Beyond Performance Metrics: DEER shifts the focus from simple "pass/fail" or aggregate scores to diagnostic evaluation. It identifies why a system fails (e.g., lack of scope definition vs. hallucinated facts), enabling targeted model improvement.
Standardization: By grounding evaluation in established academic and professional standards (e.g., medical, legal, engineering reporting norms), DEER sets a new standard for what constitutes a "high-quality" AI-generated report.

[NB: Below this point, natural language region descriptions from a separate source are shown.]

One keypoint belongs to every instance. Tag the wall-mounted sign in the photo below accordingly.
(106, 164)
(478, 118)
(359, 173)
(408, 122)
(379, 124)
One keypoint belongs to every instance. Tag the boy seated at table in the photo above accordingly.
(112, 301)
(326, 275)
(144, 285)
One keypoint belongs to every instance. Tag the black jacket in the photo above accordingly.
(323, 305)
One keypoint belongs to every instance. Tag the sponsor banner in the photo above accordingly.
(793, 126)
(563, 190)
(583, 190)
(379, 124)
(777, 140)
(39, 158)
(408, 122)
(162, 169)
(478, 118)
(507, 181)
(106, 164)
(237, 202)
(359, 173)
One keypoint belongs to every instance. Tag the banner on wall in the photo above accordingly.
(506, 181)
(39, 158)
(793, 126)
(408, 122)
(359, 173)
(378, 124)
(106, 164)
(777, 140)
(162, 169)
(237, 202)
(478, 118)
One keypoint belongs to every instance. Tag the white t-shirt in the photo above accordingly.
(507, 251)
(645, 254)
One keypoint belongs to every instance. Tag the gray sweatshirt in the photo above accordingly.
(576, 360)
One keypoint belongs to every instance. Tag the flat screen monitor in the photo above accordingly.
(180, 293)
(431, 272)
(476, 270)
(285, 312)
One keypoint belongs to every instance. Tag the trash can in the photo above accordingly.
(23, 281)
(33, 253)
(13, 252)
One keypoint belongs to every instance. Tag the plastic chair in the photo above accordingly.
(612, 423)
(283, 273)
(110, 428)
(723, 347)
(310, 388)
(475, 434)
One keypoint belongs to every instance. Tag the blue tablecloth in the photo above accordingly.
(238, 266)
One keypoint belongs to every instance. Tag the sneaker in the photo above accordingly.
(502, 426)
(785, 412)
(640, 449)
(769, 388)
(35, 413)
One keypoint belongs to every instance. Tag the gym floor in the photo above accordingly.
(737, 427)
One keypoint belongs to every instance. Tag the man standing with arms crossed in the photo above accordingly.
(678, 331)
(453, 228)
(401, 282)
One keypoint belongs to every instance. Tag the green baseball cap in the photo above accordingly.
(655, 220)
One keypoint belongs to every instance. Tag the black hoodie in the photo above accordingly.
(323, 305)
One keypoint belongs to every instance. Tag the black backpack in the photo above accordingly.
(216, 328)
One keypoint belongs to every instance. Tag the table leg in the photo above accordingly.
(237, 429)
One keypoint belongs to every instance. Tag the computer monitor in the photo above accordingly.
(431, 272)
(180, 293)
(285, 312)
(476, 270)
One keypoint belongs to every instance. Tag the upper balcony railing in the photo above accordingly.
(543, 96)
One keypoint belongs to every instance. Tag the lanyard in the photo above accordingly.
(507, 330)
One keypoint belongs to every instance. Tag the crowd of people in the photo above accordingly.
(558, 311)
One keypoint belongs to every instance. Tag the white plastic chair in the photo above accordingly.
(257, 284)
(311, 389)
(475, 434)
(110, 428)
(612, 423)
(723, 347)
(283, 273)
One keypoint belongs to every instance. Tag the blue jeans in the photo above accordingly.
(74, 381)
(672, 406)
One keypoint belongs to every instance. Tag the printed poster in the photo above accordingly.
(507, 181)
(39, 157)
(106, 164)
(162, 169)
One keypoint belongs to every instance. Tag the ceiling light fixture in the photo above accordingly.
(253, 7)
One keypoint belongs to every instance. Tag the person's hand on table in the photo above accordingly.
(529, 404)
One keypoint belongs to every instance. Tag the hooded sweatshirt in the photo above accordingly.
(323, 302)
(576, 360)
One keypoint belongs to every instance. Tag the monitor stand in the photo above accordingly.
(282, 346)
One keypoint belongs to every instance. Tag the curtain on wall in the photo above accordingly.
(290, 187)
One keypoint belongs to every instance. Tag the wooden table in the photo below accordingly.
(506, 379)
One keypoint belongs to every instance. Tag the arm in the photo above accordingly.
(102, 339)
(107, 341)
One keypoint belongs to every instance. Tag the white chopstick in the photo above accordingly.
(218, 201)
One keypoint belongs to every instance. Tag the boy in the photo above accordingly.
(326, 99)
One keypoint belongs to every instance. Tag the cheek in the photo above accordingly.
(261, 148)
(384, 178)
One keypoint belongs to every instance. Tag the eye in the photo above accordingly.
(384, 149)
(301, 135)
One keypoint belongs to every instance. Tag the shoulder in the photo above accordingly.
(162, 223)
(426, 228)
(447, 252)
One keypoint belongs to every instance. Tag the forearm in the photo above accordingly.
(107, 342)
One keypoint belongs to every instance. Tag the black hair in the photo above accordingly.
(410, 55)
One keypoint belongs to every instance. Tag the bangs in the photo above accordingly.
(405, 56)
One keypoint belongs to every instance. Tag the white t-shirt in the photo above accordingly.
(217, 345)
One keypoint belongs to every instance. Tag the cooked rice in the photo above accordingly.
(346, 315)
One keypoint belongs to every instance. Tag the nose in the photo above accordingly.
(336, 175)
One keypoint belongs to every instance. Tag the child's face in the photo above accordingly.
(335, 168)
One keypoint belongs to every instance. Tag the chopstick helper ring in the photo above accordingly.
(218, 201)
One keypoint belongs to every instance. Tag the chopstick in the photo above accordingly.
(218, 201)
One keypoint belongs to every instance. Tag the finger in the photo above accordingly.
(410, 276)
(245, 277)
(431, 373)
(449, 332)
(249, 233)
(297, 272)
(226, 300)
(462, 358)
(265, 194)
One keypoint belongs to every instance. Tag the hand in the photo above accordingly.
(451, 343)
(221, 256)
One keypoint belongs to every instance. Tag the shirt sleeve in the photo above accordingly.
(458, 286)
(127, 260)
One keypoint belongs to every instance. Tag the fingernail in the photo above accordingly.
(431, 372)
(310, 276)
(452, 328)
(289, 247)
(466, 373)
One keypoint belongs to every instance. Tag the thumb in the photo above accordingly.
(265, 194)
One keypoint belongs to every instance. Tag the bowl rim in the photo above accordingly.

Reliability of Automation: The study demonstrates that with proper expert scaffolding (guidance and fixed rubrics), LLMs can serve as reliable, consistent, and cost-effective judges for complex, expert-level tasks, reducing the dependency on expensive human evaluation for every iteration.
Holistic Fact-Checking: The back-tracking mechanism addresses a critical blind spot in current RAG (Retrieval-Augmented Generation) evaluation, ensuring that the entirety of a report's narrative is fact-checked, not just the explicitly cited sentences.

In conclusion, DEER provides a robust, interpretable, and scalable framework for evaluating the next generation of AI research agents, highlighting that while structural generation is mature, true expert-level reasoning and comprehensive fact-checking remain significant challenges.